If I was totally honest, I would say it’s not a metric I apply to my career at all. I never saw myself here in this space, in this role, at this level, so who’s to know what the point on the map where I arrive at success lives? Ultimately, most measurements of success are both totally subjective and forever just out of reach - so perhaps feeling like I am a success instead of a perennial near-success will be the biggest win for me.
You're 30 minutes away from walking into an important meeting. What do you do to get yourself in the right headspace?
A fresh cup of coffee, a print-out of my notes and a highlighter, and of course - a really great playlist. Mussorgsky’s ‘Night On Bald Mountain’ are always good choices, because apparently I’m a total drama queen.
What is something on your bucket list?
My 9-to-5 definitely has a bucket list of brands I would love to work on. So far I’ve been very fortunate to work on a couple of truly iconic clients, but there’s always a shortlist of problems I’d love to be asked to try and solve. Of course, I’d love to have my artwork featured in a gallery space too; that’s something that I don’t anticipate I’ll feel ready for any time soon, but that’s definitely one I’d like to put in the bucket.
Remaining fresh and innovative as a business owner can be hard. How do you stay creative and where do you look for inspiration?
If there’s one thing that spending most of my life on the internet has taught me, it’s that everything is interesting to someone. As a rule I try to not to discount the weird or the obscure corners I sometimes I end up in, and I’m forever asking myself why - why do we care, why do we connect with this, or why is it done this way?
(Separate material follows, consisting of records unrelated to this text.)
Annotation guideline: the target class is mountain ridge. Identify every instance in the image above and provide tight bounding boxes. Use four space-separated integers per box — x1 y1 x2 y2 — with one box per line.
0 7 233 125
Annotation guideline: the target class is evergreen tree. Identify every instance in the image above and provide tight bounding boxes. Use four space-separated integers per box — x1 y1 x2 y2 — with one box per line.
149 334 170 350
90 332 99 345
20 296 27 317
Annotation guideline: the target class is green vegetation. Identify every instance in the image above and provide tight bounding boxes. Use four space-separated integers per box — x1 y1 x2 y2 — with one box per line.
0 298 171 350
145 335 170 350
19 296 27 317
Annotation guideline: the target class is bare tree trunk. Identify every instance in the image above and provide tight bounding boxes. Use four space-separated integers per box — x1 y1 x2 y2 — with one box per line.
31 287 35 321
I’m also very fortunate to have a wide and varied social circle; artists, musicians, tech innovators, academics and critics, people in my main industry - especially as most of them are true polymaths. My friends are an endless source of inspiration and regularly pique my curiosity, provide me with a fresh point of view and challenge me.
What is something that you read, watch or listen to regularly?
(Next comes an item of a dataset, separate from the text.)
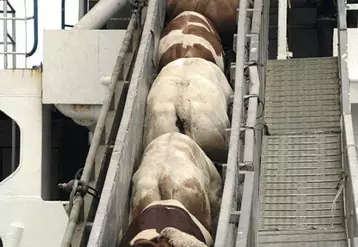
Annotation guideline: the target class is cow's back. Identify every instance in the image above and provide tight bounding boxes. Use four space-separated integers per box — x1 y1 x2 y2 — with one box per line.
165 0 239 48
158 11 224 72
The very nature of my day job means I spend a lot of time online and consuming near-embarrassing levels of media, so the easy response is a lot of things, all of the time. I make sure I always make time for ‘Stuff You Should Know’ and ‘Reply All’ on my podcast rotation, at least one new Spotify suggested playlist a week to make sure I’m discovering new acts, and have a serious soft spot for ‘RuPaul’s Drag Race’ and a little too much wrestling.
It’s something I think people are often surprised to find out about, but it’s been a genuine love of mine since childhood; please, ask me about my overly-intellectualized analysis of the culture of ‘sports entertainment.’ My partner and I have also been working through every film and television episode featured in ‘We Don’t Go Back: A Watcher’s Guide to Folk Horror’ by Howard David Ingram over the past few weeks - we have a tendency of creating epic projects for ourselves like that.
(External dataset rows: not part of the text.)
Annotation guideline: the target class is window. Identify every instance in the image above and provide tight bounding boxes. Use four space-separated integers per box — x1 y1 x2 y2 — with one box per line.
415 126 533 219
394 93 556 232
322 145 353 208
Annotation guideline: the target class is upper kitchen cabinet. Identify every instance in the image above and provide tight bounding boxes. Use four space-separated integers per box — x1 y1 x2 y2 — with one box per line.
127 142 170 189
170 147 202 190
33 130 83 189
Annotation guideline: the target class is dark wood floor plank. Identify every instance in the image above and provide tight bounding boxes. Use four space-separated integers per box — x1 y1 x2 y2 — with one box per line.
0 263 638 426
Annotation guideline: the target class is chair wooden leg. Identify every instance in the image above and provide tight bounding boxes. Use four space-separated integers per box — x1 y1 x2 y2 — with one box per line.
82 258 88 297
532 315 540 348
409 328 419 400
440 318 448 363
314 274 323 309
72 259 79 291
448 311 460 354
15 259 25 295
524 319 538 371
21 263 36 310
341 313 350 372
Finding time for yourself can be difficult as an entrepreneur. Do you have a self-care routine and what does that look like?
Making sure I schedule time to do literally nothing for any particular outcome. That’s a weird sentence to read, but that is a promise I make to myself and I keep to it, because otherwise every moment of every day has something in it, and even fun things become a source of intense discussion and analysis.
That’s it. My self-care is doing nothing. Turning my brain off for a couple of hours a week to read, marvel over a gross pore nose strip, dance around the house, stare out a window - that sort of thing.
What excites you most about your career?
The past ten years have seen incredible changes. Whiplash-inducing growth, unexpected collapses, a complete shift in how we communicate with each others and the world; you name it, it’s happened.
It’s why I could never consider ‘quitting my day job’. I want to be there for the next ten years.
I can’t wait to see what we do next.
**Fun fact: Post photoshoot at MLHQ, Helen gave our photographer a card reading in the jungle room.